It is critical to realize, however, that active learning is not a silver bullet for mitigating achievement gaps. In some of the studies analyzed here, active learning increased achievement gaps instead of ameliorating them. Although the strong average benefit to students from MGS supports the call for widespread and immediate adoption of active-learning course designs and abandonment of traditional lecturing (23, 36), we caution that change will be most beneficial if faculty and administrators believe that underrepresented students are capable of being successful (44) and make a strong commitment to quality in teaching. Here, we define teaching quality as fidelity to evidence-based improvements in course design and implementation. Fidelity in implementation is critical, as research shows that it is often poor (4547). In addition, faculty who are new to active learning may need to start their efforts to redesign courses with low-intensity interventions that are less likely to improve student outcomes (Fig. 4). If so, the goal should be to persist, making incremental changes until all instructors are teaching in a high-intensity, evidence-based framework tailored to their courses and student populations (12, 39, 48).
We propose that two key elements are required to design and implement STEM courses that reduce, eliminate, or reverse achievement gaps: deliberate practice and a culture of inclusion. Deliberate practice emphasizes 1) extensive and highly focused efforts geared toward improving performance—meaning that students work hard on relevant tasks, 2) scaffolded exercises designed to address specific deficits in understanding or skills, 3) immediate feedback, and 4) repetition (49). These are all facets of evidence-based best practice in active learning (38, 50, 51). Equally important, inclusive teaching emphasizes treating students with dignity and respect (52), communicating confidence in students’ ability to meet high standards (53), and demonstrating a genuine interest in students’ intellectual and personal growth and success (54, 55). We refer to this proposal as the heads-and-hearts hypothesis and suggest that the variation documented in Fig. 2 results from variation in the quality and intensity of deliberate practice and the extent to which a course’s culture supports inclusion.

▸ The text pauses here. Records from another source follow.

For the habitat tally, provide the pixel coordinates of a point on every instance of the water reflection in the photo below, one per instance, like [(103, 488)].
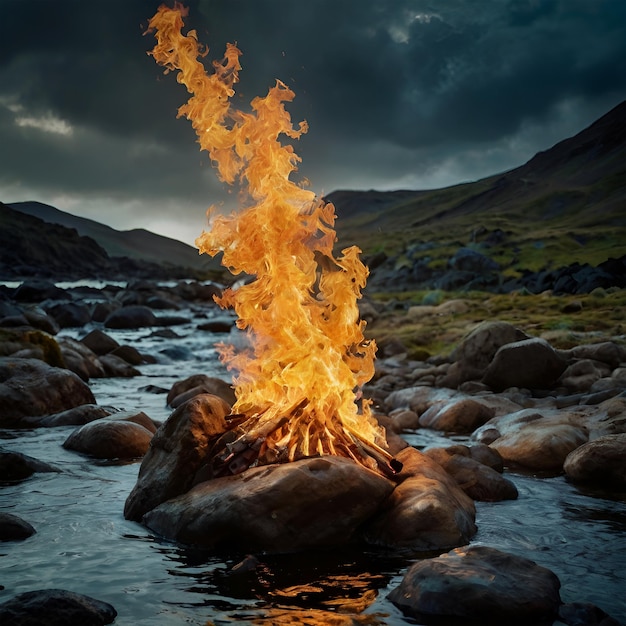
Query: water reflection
[(321, 587)]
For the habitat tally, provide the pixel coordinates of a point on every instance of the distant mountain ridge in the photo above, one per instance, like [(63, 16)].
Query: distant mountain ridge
[(135, 244), (567, 203)]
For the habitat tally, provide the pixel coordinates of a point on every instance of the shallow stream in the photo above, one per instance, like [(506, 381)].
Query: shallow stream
[(84, 544)]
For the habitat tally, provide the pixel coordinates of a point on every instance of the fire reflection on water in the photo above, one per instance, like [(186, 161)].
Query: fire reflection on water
[(297, 388)]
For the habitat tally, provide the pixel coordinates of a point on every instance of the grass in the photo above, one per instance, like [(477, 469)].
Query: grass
[(602, 316)]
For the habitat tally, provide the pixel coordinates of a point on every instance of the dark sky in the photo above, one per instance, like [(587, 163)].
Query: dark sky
[(398, 94)]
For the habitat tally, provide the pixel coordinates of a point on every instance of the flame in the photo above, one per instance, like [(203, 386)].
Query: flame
[(296, 390)]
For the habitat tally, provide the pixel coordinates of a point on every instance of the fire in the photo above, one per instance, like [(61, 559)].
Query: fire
[(296, 389)]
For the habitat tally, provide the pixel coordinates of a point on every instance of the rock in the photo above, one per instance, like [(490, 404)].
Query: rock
[(530, 363), (583, 614), (38, 290), (478, 481), (117, 438), (176, 454), (14, 528), (310, 503), (15, 466), (69, 314), (39, 319), (55, 607), (217, 325), (478, 584), (76, 416), (80, 359), (477, 350), (458, 416), (115, 367), (601, 462), (532, 439), (197, 384), (128, 354), (99, 342), (426, 511), (30, 387), (131, 317)]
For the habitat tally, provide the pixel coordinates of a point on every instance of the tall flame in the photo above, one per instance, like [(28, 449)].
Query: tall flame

We posit that these head-and-heart elements are especially important for underrepresented students, who often struggle with underpreparation due to economic and educational disparities prior to college (55), as well as social and psychological barriers such as stereotype threat and microaggressions (56, 57). Our heads-and-hearts hypothesis claims that the effect of evidence-based teaching and instructor soft skills is synergistic for underrepresented students, leading to the disproportionate gains that are required to reduce achievement gaps (36, 57).

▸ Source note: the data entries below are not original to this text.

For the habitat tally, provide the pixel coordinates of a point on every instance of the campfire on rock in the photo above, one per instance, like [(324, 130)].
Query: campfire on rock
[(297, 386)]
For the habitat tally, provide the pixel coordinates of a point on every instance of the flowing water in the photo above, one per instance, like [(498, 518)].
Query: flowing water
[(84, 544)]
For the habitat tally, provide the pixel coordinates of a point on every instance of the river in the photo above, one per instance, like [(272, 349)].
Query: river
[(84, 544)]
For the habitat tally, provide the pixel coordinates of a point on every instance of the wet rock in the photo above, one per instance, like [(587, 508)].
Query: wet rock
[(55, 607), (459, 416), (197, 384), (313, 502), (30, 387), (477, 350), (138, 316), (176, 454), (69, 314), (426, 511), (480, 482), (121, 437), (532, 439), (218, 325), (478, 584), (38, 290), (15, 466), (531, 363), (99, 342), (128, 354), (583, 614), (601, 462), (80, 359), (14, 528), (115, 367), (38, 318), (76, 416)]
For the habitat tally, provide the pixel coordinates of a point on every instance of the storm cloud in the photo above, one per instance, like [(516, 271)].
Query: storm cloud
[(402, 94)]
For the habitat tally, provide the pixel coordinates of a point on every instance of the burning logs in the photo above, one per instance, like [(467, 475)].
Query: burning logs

Why might deliberate practice and inclusive teaching be particularly effective for MGS? Our answer relies on three observations or hypotheses.
1)
If students from MGS have limited opportunities for quality instruction in STEM prior to college compared to students from overrepresented groups, they could receive a disproportionate benefit from the extensive and scaffolded time on task that occurs in a “high-intensity” active-learning classroom. Data on the impact of active-learning intensity reported here is consistent with this deliberate practice element of the heads-and-hearts hypothesis.
2)
For students from MGS, the popular perception of STEM professionals as white or Asian males, the fact of underrepresentation in most STEM classrooms, stereotype threat, and microaggressions in the classroom can all raise the questions, “Do I belong here?” and “Am I good enough?” All students benefit from classroom cultures that promote self-efficacy, identity as a scientist, and sense of belonging in STEM (58), and students in active-learning course designs that reduced or eliminated achievement gaps have reported an increased sense of community and self-efficacy compared to their peers in the lecture-intensive version of the same course (22, 23). Similarly, recent research on 150 STEM faculty indicated that the size of achievement gaps is correlated with instructor theories of intelligence. Small gaps are associated with faculty who have a growth or challenge mindset, which emphasizes the expandability of intelligence and is inclusion-oriented, while larger gaps are correlated with faculty who have a fixed mindset, which interprets intelligence as innate and immutable and is therefore exclusion or selection-oriented (44). It is not yet clear, however, whether a change in classroom culture occurs in active-learning classrooms because of the emphasis on peer interaction, changes in student perception of the instructor, or both.
3)
Synergy between deliberate practice and inclusive teaching could occur if a demonstrated commitment to inclusion in an active-learning classroom inspires disproportionately more intense effort from students from MGS. In support of this claim, a general chemistry companion course that used psychological interventions to address belonging, stereotype threat, and other issues, combined with evidence-based study skills training and intensive peer-led group problem-solving, narrowed achievement gaps while controlling for self-selection bias (16).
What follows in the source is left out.